Comas García señaló que la principal causa de este resurgimiento es la disminución sostenida en las coberturas de vacunación registrada en los últimos nueve años. Para mantener la eliminación de la enfermedad se requiere una cobertura superior al 95 por ciento; sin embargo, en México esta cifra comenzó a descender gradualmente hasta ubicarse entre el 80 y 90 por ciento. En los años 2021 y 2022, se documentó incluso que solo uno de cada tres niños de seis años contaba con un esquema completo de vacunación.
Aunque estas variaciones pueden parecer pequeñas en términos porcentuales, el investigador subrayó que, al traducirse en personas sin protección, el impacto es considerable, lo que ha favorecido el retorno del sarampión y de otras enfermedades prevenibles por vacunación.
Otro factor que incrementa el riesgo es la cercanía del Mundial de Futbol, cuyas sedes en México serán Nuevo León, Jalisco y la Ciudad de México. Actualmente, Jalisco concentra cerca de la mitad de los casos confirmados en el país, mientras que la capital mantiene una tendencia creciente. A esto se suma la elevada movilidad interna y el flujo internacional de personas entre México, Estados Unidos y Canadá, regiones donde el sarampión se ha convertido en uno de los principales problemas sanitarios.

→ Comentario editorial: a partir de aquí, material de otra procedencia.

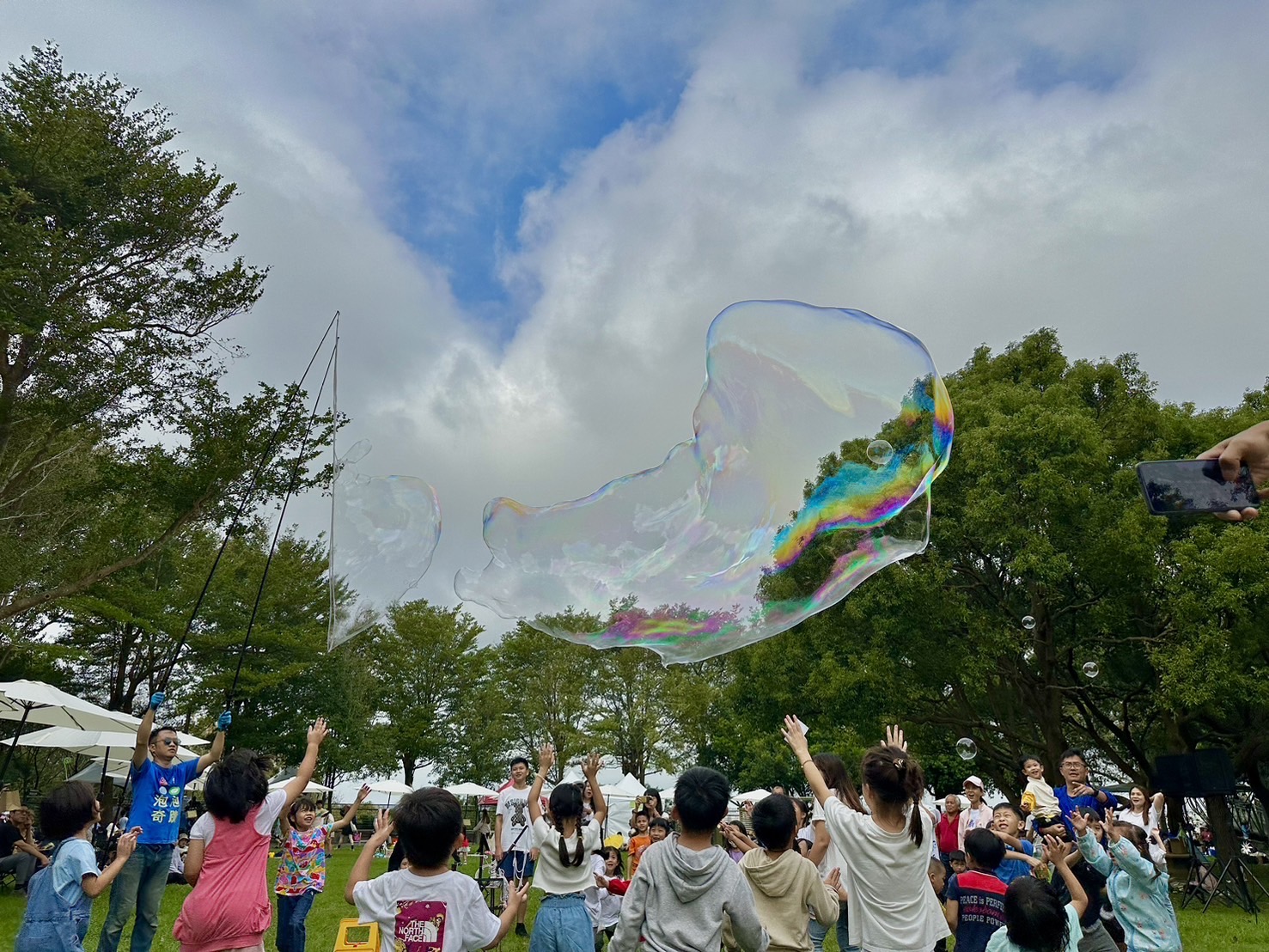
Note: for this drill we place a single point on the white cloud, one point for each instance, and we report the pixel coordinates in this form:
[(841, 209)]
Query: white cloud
[(951, 198)]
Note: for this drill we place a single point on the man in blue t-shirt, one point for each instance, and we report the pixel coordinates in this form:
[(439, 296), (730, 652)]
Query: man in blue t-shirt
[(1077, 794), (157, 795)]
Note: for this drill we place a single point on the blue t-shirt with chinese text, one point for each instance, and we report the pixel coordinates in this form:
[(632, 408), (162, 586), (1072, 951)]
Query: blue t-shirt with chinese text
[(157, 796)]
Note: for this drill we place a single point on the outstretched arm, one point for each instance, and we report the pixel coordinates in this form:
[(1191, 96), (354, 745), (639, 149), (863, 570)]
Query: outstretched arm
[(546, 758), (346, 819), (305, 772)]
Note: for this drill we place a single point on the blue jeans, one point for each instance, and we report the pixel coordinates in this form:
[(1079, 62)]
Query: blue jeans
[(292, 912), (138, 886), (563, 925), (819, 932)]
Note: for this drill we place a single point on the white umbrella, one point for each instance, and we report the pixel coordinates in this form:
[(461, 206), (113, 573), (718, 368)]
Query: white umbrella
[(90, 742), (313, 787), (471, 790)]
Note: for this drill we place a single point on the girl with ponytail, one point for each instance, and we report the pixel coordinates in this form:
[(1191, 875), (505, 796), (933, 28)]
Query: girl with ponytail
[(564, 845), (888, 853)]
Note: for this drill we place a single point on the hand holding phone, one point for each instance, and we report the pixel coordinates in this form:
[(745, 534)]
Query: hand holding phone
[(1184, 486)]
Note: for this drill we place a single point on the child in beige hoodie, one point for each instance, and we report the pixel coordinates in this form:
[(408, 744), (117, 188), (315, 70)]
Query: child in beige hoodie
[(784, 882)]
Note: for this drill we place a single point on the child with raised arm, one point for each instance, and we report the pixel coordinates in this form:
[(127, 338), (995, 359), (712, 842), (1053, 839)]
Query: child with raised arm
[(784, 882), (686, 885), (1035, 920), (229, 851), (564, 847), (425, 906), (302, 870), (1138, 888), (60, 896), (893, 906)]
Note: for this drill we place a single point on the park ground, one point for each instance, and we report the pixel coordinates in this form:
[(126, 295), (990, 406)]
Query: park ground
[(1216, 931)]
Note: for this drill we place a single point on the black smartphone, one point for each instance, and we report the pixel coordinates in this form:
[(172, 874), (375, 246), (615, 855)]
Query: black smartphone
[(1181, 486)]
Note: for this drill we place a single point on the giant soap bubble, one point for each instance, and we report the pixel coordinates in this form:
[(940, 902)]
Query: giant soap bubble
[(383, 534), (781, 505)]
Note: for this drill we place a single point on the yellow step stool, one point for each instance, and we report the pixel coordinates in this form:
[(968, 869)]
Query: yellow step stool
[(357, 937)]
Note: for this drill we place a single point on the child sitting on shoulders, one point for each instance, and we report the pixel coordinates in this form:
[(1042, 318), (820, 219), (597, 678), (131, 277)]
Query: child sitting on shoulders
[(784, 882), (1035, 920), (975, 904), (1038, 798), (60, 896), (1008, 826), (688, 885), (424, 906)]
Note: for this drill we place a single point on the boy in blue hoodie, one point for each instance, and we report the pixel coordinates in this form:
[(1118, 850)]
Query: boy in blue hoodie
[(686, 883)]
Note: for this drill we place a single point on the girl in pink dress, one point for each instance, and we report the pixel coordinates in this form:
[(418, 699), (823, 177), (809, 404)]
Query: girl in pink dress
[(229, 852)]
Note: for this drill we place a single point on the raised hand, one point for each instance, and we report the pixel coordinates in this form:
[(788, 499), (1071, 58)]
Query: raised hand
[(1112, 827), (795, 738), (546, 757), (319, 731), (895, 736)]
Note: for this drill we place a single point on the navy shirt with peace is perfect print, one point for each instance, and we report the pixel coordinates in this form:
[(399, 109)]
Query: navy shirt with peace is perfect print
[(157, 798)]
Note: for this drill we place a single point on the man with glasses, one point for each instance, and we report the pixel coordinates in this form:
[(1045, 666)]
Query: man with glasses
[(157, 801)]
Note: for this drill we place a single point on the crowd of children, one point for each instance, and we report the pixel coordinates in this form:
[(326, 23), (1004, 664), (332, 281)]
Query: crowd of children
[(869, 861)]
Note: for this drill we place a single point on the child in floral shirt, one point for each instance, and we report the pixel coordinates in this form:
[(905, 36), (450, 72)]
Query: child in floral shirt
[(302, 871)]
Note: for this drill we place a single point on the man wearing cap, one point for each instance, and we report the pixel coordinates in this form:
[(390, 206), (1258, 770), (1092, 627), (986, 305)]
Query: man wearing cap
[(975, 816), (157, 801)]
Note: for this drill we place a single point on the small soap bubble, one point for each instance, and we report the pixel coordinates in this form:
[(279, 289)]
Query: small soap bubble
[(880, 452), (693, 558)]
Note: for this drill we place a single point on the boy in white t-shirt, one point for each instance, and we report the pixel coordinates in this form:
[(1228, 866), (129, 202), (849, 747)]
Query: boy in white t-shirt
[(424, 906)]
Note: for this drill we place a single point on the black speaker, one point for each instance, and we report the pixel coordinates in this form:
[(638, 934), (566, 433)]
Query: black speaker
[(1205, 773)]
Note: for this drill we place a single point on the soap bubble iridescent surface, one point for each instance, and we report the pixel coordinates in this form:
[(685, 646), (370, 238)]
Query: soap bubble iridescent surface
[(773, 512), (385, 532)]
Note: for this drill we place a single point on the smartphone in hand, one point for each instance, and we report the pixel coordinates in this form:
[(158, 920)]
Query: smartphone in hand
[(1183, 486)]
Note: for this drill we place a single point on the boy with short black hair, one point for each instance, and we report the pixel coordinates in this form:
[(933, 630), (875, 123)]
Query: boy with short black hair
[(784, 882), (688, 885), (1008, 824), (975, 904), (417, 906)]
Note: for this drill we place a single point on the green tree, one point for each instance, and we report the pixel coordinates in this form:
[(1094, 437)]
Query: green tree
[(1038, 516), (116, 273), (436, 664)]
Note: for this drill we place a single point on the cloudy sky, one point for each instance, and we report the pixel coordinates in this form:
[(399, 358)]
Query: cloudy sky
[(528, 212)]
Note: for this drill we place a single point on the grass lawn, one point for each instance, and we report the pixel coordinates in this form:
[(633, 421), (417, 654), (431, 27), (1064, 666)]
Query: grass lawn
[(1218, 931)]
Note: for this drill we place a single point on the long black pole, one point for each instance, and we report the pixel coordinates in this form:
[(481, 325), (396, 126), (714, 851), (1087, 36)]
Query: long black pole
[(242, 504), (277, 532)]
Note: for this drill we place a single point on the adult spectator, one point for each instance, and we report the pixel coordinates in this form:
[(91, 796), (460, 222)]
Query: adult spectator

El especialista destacó que el sarampión no es una enfermedad exclusiva de la infancia. Nueve de cada diez casos se presentan en personas menores de 40 años. Aunque el 37 por ciento corresponde a menores de nueve años, cerca del 60 por ciento se concentra en personas de entre 10 y 39 años, reflejo de las deficiencias acumuladas en los esquemas de vacunación desde 2015. La eliminación del refuerzo contra sarampión y rubéola a los 12 años ha contribuido también a la aparición de casos en jóvenes y adultos.
En cuanto a los síntomas, explicó que la enfermedad inicia con malestar general y fiebre elevada, que puede superar los 40 grados, seguida de la aparición de un exantema que comienza en el rostro y se extiende al resto del cuerpo. Se presentan además tos, estornudos, enrojecimiento de ojos, dolor de garganta, inflamación de ganglios en el cuello y un marcado decaimiento. Aunque la mayoría de los pacientes se recupera, el sarampión puede provocar complicaciones graves como neumonía, infecciones cerebrales e incluso una pérdida parcial de la memoria inmunológica, debilitando la protección contra otras enfermedades.

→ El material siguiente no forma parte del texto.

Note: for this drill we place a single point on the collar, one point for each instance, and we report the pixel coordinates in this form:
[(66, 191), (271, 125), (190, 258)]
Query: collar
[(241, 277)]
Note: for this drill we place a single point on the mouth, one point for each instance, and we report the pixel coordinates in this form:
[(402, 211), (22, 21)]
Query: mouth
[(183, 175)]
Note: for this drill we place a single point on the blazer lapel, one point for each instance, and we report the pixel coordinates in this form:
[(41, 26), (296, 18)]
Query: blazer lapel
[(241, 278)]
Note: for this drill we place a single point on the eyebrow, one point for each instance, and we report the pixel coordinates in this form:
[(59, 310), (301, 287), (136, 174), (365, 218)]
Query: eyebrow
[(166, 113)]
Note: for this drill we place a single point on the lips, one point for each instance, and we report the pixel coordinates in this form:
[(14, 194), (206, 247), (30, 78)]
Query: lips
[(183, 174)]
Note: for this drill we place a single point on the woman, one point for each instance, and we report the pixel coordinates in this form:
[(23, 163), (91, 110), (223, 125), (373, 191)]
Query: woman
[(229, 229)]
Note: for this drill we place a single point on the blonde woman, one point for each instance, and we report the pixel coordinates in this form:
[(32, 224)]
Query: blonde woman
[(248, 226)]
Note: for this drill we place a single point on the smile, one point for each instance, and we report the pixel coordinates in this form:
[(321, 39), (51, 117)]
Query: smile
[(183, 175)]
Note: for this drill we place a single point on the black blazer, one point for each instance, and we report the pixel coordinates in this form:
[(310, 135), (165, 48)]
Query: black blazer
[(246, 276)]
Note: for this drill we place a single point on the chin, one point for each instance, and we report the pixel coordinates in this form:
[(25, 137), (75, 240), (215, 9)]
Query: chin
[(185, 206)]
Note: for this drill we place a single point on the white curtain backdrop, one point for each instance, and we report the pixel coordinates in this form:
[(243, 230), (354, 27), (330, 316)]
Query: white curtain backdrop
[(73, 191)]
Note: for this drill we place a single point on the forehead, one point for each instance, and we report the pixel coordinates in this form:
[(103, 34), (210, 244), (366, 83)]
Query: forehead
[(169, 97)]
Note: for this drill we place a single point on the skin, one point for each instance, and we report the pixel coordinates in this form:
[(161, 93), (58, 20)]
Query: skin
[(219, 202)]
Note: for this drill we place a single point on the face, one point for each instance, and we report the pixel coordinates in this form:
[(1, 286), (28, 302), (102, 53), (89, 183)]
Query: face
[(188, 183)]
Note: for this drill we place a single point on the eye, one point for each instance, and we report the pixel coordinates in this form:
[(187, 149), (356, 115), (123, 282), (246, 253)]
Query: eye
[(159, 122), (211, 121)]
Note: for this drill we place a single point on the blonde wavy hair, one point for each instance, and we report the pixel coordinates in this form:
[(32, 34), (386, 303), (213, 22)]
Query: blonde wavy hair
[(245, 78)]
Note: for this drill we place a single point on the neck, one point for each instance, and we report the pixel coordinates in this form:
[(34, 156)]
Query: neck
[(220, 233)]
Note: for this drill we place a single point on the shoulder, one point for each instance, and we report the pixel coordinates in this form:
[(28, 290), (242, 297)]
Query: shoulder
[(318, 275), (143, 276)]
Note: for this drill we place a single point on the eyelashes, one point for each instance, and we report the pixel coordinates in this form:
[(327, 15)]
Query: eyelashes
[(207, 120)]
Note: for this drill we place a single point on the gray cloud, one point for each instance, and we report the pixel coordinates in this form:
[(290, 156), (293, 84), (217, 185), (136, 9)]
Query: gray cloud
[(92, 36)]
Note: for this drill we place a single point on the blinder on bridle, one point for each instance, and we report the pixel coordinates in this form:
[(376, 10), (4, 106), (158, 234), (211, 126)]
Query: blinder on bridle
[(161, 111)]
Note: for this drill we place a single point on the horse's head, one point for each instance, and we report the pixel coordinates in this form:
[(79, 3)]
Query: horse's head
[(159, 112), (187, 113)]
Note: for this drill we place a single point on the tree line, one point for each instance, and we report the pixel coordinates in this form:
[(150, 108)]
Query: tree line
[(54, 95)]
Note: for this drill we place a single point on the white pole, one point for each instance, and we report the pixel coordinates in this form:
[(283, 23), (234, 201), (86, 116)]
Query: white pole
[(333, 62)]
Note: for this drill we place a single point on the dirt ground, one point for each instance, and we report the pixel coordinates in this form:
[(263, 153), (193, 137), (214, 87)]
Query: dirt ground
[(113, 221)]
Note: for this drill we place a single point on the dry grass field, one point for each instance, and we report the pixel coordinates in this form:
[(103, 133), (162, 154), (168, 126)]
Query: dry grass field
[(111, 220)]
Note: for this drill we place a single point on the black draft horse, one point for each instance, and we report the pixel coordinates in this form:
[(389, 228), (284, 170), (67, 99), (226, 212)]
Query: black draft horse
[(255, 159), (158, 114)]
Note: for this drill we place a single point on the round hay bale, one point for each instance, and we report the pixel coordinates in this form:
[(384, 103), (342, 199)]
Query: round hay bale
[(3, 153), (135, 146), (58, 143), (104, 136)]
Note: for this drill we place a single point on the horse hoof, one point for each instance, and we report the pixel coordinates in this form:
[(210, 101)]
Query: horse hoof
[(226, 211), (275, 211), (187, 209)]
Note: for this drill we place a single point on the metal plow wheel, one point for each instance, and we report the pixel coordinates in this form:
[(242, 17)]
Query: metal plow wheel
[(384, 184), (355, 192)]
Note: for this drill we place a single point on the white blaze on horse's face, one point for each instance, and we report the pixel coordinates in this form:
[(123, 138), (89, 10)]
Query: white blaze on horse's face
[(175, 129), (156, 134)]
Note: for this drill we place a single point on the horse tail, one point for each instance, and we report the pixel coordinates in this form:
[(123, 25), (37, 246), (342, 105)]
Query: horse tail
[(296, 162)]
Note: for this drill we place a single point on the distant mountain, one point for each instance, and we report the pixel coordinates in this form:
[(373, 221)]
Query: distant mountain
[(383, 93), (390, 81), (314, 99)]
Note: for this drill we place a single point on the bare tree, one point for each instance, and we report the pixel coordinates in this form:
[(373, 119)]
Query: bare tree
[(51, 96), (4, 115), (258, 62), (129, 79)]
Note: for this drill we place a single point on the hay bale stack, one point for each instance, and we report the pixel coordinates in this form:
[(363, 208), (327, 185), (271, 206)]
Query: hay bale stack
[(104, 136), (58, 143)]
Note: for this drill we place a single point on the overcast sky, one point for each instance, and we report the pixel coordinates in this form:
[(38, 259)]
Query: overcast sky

El sarampión es además altamente contagioso: en contextos de baja vacunación, una persona puede infectar entre 14 y 16 individuos. Por ello, el investigador enfatizó que no basta con vacunar a niños pequeños, sino que es indispensable revisar y completar esquemas de vacunación en personas mayores de seis años.
Respecto a San Luis Potosí, se han confirmado tres casos en lo que va del año: dos en bebés de dos y once meses, y uno en una mujer adulta, todos relacionados con un caso importado desde Chiapas. Comas García explicó que entidades como Guerrero, Chiapas y San Luis Potosí registran alta movilidad de trabajadores temporales, lo que facilita la dispersión del virus.
En el caso de los lactantes, el riesgo aumenta cuando las madres no fueron vacunadas antes del embarazo, ya que los bebés dependen de la protección transmitida durante la gestación. Sin esta inmunidad, quedan expuestos a desarrollar la enfermedad.
Finalmente, el investigador hizo un llamado tanto a las autoridades como a la ciudadanía. Subrayó que, aunque la acción gubernamental es fundamental, la corresponsabilidad social es clave para contener el sarampión. Invitó a la población a verificar su esquema de vacunación, acudir a los servicios de salud y buscar atención médica inmediata ante cualquier sospecha, además de respetar el aislamiento para evitar la propagación del virus.